To turn around recession-related increases in repossessions, credit unions have beefed up their loan-assessment processes and initiated faster action on collection procedures. They’ve also worked diligently to help members avoid repossessions.
Redstone Federal Credit Union, Huntsville, Ala., with $3.1 billion in assets, saw repossessions increase roughly 20% during the recession. “Things stabilized during some months of 2010, and consistently since the first of the year,” says Joe Newberry, president/CEO.
“We work with members the best we can so we don’t have to repossess,” he adds. “And we don’t repossess after one month, like banks do; we look at payment deferrals up to 90 days, if necessary, depending on the circumstances.”
Debt restructuring is also an option. “That’s more on the business side than the consumer side,” says Newberry. “We’re the largest SBA [Small Business Administration] lender in Alabama and we have a lot of start-ups.”
Preventing repossessions starts with strong underwriting, he notes. “We’ve tightened our unsecured credit criteria. But even there, it’s not a science. You never know if someone will have a health problem, marital problems, a job loss, or fewer work hours. That’s what drove a lot of our repos.”
Credit unions have an advantage, Newberry says. “We really care about our membership and will do everything we can to help members through the most difficult times in their lives. Congress has mandated credit unions to work with people of modest means, and that’s what we do continually.”
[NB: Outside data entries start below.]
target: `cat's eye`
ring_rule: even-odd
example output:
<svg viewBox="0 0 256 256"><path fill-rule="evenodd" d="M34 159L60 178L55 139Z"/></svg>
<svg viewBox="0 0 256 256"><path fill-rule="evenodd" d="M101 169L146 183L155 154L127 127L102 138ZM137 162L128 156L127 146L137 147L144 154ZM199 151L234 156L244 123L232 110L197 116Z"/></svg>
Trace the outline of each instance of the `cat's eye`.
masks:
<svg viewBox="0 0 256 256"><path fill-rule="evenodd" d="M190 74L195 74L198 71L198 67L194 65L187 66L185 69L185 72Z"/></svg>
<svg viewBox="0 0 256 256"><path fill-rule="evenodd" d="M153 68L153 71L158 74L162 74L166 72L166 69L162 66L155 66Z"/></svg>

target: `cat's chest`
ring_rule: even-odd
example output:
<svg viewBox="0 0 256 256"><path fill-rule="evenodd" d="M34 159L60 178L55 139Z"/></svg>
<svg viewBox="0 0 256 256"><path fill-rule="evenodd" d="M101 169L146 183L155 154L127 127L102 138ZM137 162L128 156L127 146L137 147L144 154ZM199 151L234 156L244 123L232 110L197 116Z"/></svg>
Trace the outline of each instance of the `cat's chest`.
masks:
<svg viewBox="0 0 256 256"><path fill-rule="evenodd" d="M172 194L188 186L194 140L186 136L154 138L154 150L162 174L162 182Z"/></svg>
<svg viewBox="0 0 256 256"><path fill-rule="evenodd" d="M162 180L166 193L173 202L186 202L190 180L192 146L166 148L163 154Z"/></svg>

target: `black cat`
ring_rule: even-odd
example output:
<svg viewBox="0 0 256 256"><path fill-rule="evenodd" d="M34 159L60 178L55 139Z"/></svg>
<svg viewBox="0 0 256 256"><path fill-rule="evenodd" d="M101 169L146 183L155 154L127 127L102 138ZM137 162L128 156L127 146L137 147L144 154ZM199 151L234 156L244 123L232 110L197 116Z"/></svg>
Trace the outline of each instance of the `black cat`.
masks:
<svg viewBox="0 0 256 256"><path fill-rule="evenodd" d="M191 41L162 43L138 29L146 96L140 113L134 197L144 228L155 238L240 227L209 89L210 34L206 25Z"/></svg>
Repossession policies should be broad enough to encompass different circumstances, he says, but within regulatory guidelines, which “provide consistency in what you do. But with these situations it isn’t one size fits all.”
Redstone Federal reviews all policies annually, and also when the economy or other factors drive procedural changes. “When we tightened our credit criteria, management made policy recommendations to our board governance committee, which brought them to the full board for approval,” Newberry explains.
When repossessions were high, the credit union added a second vendor for both auto repossessions and auto auctions. “For other credit unions still seeing increases, I’d recommend looking at other repo vendors and sites that can help you facilitate the transactions. It helps you handle volumes quickly during stressful times.
“Also, from an enterprise risk management standpoint,” he adds, “it’s good practice not to be dependent on one vendor that might go out of business.”
Repossessions didn’t increase during the recession for $48 million asset Ohio [Dublin] HealthCare Federal Credit Union. “We’re fortunate with our field of membership; most members have stable jobs in health care,” says William Butler, president/CEO.
The credit union had about 10 repossessions in both 2009 and 2010, and six so far this year. “Our focus is really to keep members and their collateral together as long as possible,” Butler says. “A repo is a last-ditch effort.”
Timeframes don’t drive repossessions, agrees David Cottone, vice president of lending. “Member engagement dictates whether we’ll repossess. If we believe members are making their best efforts to pay, we’ll work with them.
“If they’re going through financial difficulty but we’re seeing regular payments—and more important, a plan—we’ll be patient with them,” he adds. “In some cases we’ll let a loan go 60 or 90 days delinquent.”
Often, if a member isn’t engaging with the credit union, it’s from fear or embarrassment, says Cottone. “Once we break down that barrier, they’re more cooperative.”
This strategy has been tremendously successful, Butler notes. “Granted, it can make our delinquency rate a little higher, but we’ve had success in getting rates in shape.”
Staff often get members’ cooperation in returning cars. “Members know it’s best for them,” says Cottone. “We can make modifications to loans, and we have a very high percentage of members making deficiency payments after a car is repossessed and sold.”
The credit union underwrites aggressively, and will carry low credit score loans to serve members having financial difficulties. “It’s absolutely possible to mitigate risk if you have smart underwriting and know your members,” he says.
The credit union’s written repossession policies are based on regulations rather than timeframes. “If they’re based on timeframes, you get forced into a structure that’s not in the credit union’s or the member’s best interests,” he says. “It comes down to empowering your collectors to do the right thing.”